Google’s AI can predict floods with 75% precision

Floods are among the most common — and deadly — natural disasters in the world. Every year, they’re responsible for tens of thousands of fatalities and hundreds of millions of displaced homeowners. And they’re extraordinarily costly — in the U.S. alone from 2005 to 2014, the average flood claim was $42,000, and total flood insurance claims averaged more than $3.5 billion per year.

Accurate flood forecasting is a desirable goal, needless to say; according to some studies, early warning systems can reduce deaths and economic damages by over a third. Fortunately, it’s one scientists continue to inch toward with the help of artificial intelligence (AI). In a new paper (“ML for Flood Forecasting at Scale“) published on the preprint server Arxiv.org, researchers from Google, the Israel Institute of Technology, and Bar-Ilan University describe a machine learning system that accurately predicts riverine floods — that is, floods from overrun riverbanks.

The study is a retrospective on Google’s work in Patna, India late last year, where the Mountain View company piloted a flood-predicting model in partnership with the Central Water Commission of India. And it builds on research published by Harvard and Google in August 2018, which described an AI model capable of predicting the location of aftershocks up to one year after a major earthquake, and by Facebook AI researchers in December, who developed a method to analyze satellite imagery and quantify damage from fires and other disasters.

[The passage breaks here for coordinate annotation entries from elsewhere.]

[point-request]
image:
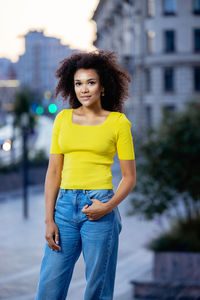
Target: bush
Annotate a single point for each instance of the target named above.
(168, 179)
(184, 236)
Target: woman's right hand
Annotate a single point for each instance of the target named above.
(52, 235)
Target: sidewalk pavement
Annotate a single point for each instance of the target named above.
(22, 245)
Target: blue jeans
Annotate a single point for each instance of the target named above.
(97, 239)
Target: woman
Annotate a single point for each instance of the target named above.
(85, 139)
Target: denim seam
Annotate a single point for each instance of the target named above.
(107, 261)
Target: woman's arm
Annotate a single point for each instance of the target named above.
(126, 185)
(52, 184)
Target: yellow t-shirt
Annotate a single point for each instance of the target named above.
(89, 149)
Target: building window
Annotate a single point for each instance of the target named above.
(169, 7)
(150, 8)
(169, 108)
(147, 79)
(168, 79)
(169, 40)
(197, 79)
(196, 40)
(148, 111)
(196, 7)
(150, 41)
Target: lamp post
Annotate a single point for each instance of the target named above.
(24, 126)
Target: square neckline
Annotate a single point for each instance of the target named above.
(88, 125)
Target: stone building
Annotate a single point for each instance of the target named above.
(166, 57)
(115, 32)
(159, 43)
(36, 67)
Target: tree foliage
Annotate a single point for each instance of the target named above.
(169, 173)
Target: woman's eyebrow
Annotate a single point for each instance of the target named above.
(87, 80)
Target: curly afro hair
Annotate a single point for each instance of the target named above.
(113, 78)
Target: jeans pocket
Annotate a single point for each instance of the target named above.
(103, 198)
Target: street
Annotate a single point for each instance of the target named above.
(22, 244)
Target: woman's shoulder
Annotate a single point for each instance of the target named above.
(122, 119)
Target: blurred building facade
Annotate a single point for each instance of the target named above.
(164, 49)
(36, 67)
(114, 21)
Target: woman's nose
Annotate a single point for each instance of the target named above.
(84, 88)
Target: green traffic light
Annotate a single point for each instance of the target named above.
(39, 110)
(52, 108)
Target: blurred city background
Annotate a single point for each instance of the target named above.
(158, 43)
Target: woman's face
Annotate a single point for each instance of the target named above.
(87, 86)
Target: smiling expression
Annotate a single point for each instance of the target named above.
(87, 86)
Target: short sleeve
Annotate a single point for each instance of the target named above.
(125, 148)
(55, 148)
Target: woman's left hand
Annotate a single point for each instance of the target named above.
(97, 210)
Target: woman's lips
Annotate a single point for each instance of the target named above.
(85, 97)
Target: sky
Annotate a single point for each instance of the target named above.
(68, 20)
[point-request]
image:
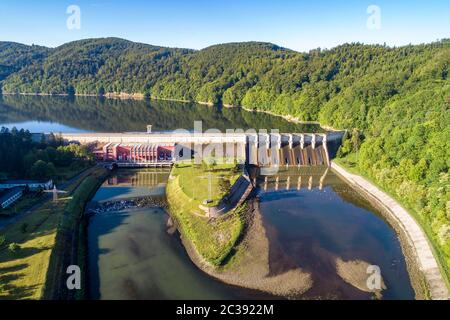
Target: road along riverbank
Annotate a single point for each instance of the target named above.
(422, 265)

“Effective riverine flood forecasting at scale is hindered by a multitude of factors, most notably the need to rely on human calibration in current methodology, the limited amount of data for a specific location, and the computational difficulty of building … models that are sufficiently accurate,” the team wrote. “Machine learning is primed to be useful in this scenario: learned models [frequently] surpass human experts in complex high-dimensional scenarios.”

As the paper notes, one of the biggest challenges in building a flood prediction model is parameter calibration, an optimization process aimed at matching the algorithm’s predictions to certain baseline measurements. The standard approach involves significant manual work, and often results in models that aren’t generalizable.

The researchers overcame a few of those barriers by drawing on real-time measurements and short-term forecasts of river water levels, from which their model generates an inundation map — a map that shows where flooding may occur over a range of water levels — estimating the extent of the predicted flood. They claim that, based on alerts produced for the 2018 monsoon season, the forecasts are accurate down to a resolution of 300 meters, with over 90 percent and 75 percent recall and , respectively.

“[Th]e physical processes [of floods] are relatively well understood for several decades now, and relatively little calibration [was] required,” the study’s authors wrote.

That said, it’s not a perfect model, owing to high computational costs from the physics-based simulations and inaccuracies due to erroneous inputs. But the team believes that machine learning techniques hold the key to improving predictions in future work, and that those techniques might one day be used to forecast events not simulated by physics-based models, such as snowmelt and river discharge.

One imagines that the fruits of those labors will eventually make their way into Google’s Google Public Alert program, which informs users of apps like Google Search, Maps, and Google News of ongoing or impending natural disasters such as hurricanes, volcanic eruptions, tsunamis, and earthquakes. Government agencies in the U.S., Australia, Canada, Colombia, Japan, Taiwan, Indonesia, Mexico, the Philippines, India, New Zealand, and Brazil currently participate.

“We believe ML can improve the quality of multiple components,” they said. “Toward making this possible, we are collecting, organizing and combining open data sets from different sources to make this problem more accessible for the ML community.”